Hi team, I am currently using Airbyte to read CSV files from S3 bucket
I am getting an error if the file only has headers.
Is there a configuration workaround that we can use for skipping files with headers only?
Traceback (most recent call last):
File "/airbyte/integration_code/main.py", line 13, in <module>
launch(source, sys.argv[1:])
File "/usr/local/lib/python3.9/site-packages/airbyte_cdk/entrypoint.py", line 129, in launch
for message in source_entrypoint.run(parsed_args):
File "/usr/local/lib/python3.9/site-packages/airbyte_cdk/entrypoint.py", line 120, in run
for message in generator:
File "/usr/local/lib/python3.9/site-packages/airbyte_cdk/sources/abstract_source.py", line 123, in read
raise e
File "/usr/local/lib/python3.9/site-packages/airbyte_cdk/sources/abstract_source.py", line 114, in read
yield from self._read_stream(
File "/usr/local/lib/python3.9/site-packages/airbyte_cdk/sources/abstract_source.py", line 159, in _read_stream
for record in record_iterator:
File "/usr/local/lib/python3.9/site-packages/airbyte_cdk/sources/abstract_source.py", line 248, in _read_full_refresh
for record in records:
File "/airbyte/integration_code/source_s3/source_files_abstract/stream.py", line 452, in read_records
yield from super().read_records(sync_mode, cursor_field, stream_slice, stream_state)
File "/airbyte/integration_code/source_s3/source_files_abstract/stream.py", line 346, in read_records
file_reader = self.fileformatparser_class(self._format, self._get_master_schema())
File "/airbyte/integration_code/source_s3/source_files_abstract/stream.py", line 235, in _get_master_schema
raise RuntimeError(
RuntimeError: Detected mismatched datatype on column 'Count', in file 'test/Report.csv'. Should be 'integer', but found 'string'.
The file is supposed to have a header followed by rows of data.
When the data syncs for the first time, the file has rows after the header. I am guessing that the data in the rows decide the data type based on my observations so far.
When the file has only a header row, I am seeing the error above.
I am not able to upload the CSV files here, so pasting the mock data in plain text below.
2022-12-07 20:16:04 source > Encountered an exception while reading stream rebates_h
Traceback (most recent call last):
File "/usr/local/lib/python3.9/site-packages/airbyte_cdk/sources/abstract_source.py", line 114, in read
yield from self._read_stream(
File "/usr/local/lib/python3.9/site-packages/airbyte_cdk/sources/abstract_source.py", line 179, in _read_stream
for record in record_iterator:
File "/usr/local/lib/python3.9/site-packages/airbyte_cdk/sources/abstract_source.py", line 237, in _read_incremental
for record_counter, record_data in enumerate(records, start=1):
File "/airbyte/integration_code/source_s3/source_files_abstract/stream.py", line 535, in read_records
yield from self._read_from_slice(file_reader, stream_slice)
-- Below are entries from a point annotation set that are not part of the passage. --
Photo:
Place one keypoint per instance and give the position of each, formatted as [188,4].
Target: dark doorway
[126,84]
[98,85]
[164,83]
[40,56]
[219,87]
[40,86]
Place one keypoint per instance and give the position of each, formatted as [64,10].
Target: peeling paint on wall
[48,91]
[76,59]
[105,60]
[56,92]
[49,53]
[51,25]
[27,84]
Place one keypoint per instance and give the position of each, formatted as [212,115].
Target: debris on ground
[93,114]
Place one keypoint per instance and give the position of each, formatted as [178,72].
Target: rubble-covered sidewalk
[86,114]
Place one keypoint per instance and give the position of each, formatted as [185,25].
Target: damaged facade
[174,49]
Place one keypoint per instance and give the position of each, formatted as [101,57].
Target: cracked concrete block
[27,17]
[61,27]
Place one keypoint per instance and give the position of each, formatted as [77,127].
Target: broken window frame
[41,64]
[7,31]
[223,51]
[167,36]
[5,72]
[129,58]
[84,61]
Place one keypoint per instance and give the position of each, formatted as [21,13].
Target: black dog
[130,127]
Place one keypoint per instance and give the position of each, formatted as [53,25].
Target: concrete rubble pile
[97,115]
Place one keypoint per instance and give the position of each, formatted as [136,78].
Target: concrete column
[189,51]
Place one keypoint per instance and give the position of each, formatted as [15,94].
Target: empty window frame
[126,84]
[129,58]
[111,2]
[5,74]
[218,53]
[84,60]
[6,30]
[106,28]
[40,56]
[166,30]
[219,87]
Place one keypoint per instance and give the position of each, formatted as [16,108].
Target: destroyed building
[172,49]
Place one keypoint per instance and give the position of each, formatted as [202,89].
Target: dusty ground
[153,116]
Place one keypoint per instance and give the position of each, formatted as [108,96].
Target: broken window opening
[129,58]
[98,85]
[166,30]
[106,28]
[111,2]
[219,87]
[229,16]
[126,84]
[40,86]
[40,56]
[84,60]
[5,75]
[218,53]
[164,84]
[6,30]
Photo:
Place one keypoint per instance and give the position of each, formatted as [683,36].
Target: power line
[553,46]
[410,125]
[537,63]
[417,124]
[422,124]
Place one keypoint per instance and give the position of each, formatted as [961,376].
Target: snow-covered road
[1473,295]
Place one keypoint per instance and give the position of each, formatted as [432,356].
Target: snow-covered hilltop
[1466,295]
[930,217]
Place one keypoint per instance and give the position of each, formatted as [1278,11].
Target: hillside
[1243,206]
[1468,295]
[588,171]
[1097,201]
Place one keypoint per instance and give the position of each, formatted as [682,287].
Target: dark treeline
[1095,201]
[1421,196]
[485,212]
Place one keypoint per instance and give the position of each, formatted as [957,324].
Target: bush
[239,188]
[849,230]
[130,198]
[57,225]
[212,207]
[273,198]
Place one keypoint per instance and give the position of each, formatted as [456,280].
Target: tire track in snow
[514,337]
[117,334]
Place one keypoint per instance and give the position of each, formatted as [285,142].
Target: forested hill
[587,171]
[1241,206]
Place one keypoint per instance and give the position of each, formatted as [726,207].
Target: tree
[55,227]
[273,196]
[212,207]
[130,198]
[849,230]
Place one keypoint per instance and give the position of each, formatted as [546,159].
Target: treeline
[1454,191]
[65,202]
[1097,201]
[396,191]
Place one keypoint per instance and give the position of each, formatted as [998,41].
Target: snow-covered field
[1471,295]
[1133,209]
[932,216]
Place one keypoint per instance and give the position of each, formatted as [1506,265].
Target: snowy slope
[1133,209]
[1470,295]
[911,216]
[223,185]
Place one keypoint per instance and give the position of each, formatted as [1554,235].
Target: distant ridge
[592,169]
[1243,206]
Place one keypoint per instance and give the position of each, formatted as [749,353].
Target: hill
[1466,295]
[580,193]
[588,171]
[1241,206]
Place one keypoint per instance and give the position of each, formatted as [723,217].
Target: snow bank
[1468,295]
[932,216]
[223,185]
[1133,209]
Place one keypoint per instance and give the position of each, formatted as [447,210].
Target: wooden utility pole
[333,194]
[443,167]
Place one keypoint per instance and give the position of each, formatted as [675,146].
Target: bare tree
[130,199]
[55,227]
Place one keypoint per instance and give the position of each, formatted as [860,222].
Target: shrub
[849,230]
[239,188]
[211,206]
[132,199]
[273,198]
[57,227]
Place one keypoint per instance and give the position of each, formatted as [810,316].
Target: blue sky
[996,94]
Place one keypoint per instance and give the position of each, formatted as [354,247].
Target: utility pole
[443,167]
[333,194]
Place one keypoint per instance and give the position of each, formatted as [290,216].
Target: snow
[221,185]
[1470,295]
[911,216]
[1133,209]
File "/airbyte/integration_code/source_s3/source_files_abstract/stream.py", line 326, in _read_from_slice
for record in file_reader.stream_records(f):
File "/airbyte/integration_code/source_s3/source_files_abstract/formats/csv_parser.py", line 154, in stream_records
streaming_reader = pa_csv.open_csv(
File "pyarrow/_csv.pyx", line 1273, in pyarrow._csv.open_csv
File "pyarrow/_csv.pyx", line 1137, in pyarrow._csv.CSVStreamingReader._open
File "pyarrow/error.pxi", line 144, in pyarrow.lib.pyarrow_internal_check_status
File "pyarrow/error.pxi", line 100, in pyarrow.lib.check_status
pyarrow.lib.ArrowInvalid: Empty CSV file
2022-12-07 20:16:04 source > Finished syncing rebates_h
2022-12-07 20:16:04 source > SourceS3 runtimes:
Syncing stream rebates_h 0:03:56.341347
2022-12-07 20:16:04 source > Empty CSV file
I have empty files in the pattern but also I have non empty files.
Sorry for the delay, I’m not sure that this problem has been fixed. It seems like the S3 source connector does not handle empty CSV files very well. This issue is on our team’s backlog but it is unclear when this will be fixed. If you have ideas on how to handle empty files better, we encourage anyone to contribute to our connectors. Otherwise, I suppose the only workaround in the interim is to avoid feed empty files through the S3 source. Hope this helps, happy to answer further questions.